The RÁMÁYAN of VÁLMÍKI - Part 2 - 2 books and stories free download online pdf in English

The RÁMÁYAN of VÁLMÍKI - Part 2 - 2

Canto II.
The People's Speech.
Then to the full assembly bowed

The monarch, and addressed the crowd

With gracious speech, in accents loud

As heavenly drum or thunder-cloud:

“Needs not to you who know declare

How ever with paternal care

My fathers of Ikshváku's line

Have ruled the realm which now is mine.

I too have taught my feet to tread

The pathway of the mighty dead,

And with fond care that never slept

Have, as I could, my people kept.

So toiling still, and ne'er remiss

For all my people's weal and bliss,

Beneath the white umbrella's shade.

Old age is come and strength decayed.

Thousands of years have o'er me flown,

And generations round me grown

And passed away. I crave at length

Repose and ease for broken strength.

Feeble and worn I scarce can bear

The ruler's toil, the judge's care,

With royal dignity, a weight

That tries the young and temperate.

I long to rest, my labour done,

And in my place to set my son,

If to the twice-born gathered here

My counsel wise and good appear.

For greater gifts than mine adorn

Ráma my son, my eldest-born.

Like Indra brave, before him fall

The foeman's cities, tower and wall.

Him prince of men for power and might,

The best maintainer of the right,

Fair as the moon when nothing bars

His glory close to Pushya's stars,

Him with to-morrow's light I fain

Would throne the consort of my reign.

A worthy lord for you, I ween,

Marked as her own by Fortune's Queen.

The triple world itself would be

Well ruled by such a king as he.

To such high bliss and happy fate

Will I the country dedicate,

And my sad heart will cease to grieve

If he the precious charge receive.

Thus is my careful plan matured,

Thus for myself is rest secured;

Lieges, approve the words I say,

Or point ye out some wiser way.

Devise your prudent plan.

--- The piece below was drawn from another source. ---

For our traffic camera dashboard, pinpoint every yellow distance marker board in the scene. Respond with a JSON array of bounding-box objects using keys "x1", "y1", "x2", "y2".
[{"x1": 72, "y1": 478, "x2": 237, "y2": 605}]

My mind

Is fondly to this thought inclined,

But men by keen debating move

Some middle course which all approve.”

The monarch ceased. In answer came

The joyous princes' glad acclaim.

So peacocks in the rain rejoice

And hail the cloud with lifted voice.

Murmurs of joy from thousands round

Shook the high palace with the sound.

Then when the gathered throng had learned

His will who right and gain discerned,

Peasant and townsman, priest and chief,

All met in consultation brief,

And soon agreed with one accord

Gave answer to their sovereign lord:

“King of the land, we know thee old:

Thousands of years have o'er thee rolled,

Ráma thy son, we pray, anoint,

And at thy side his place appoint

Our gallant prince, so brave and strong,

Riding in royal state along,

Our eyes with joyful pride will see

Screened by the shade that shelters thee.”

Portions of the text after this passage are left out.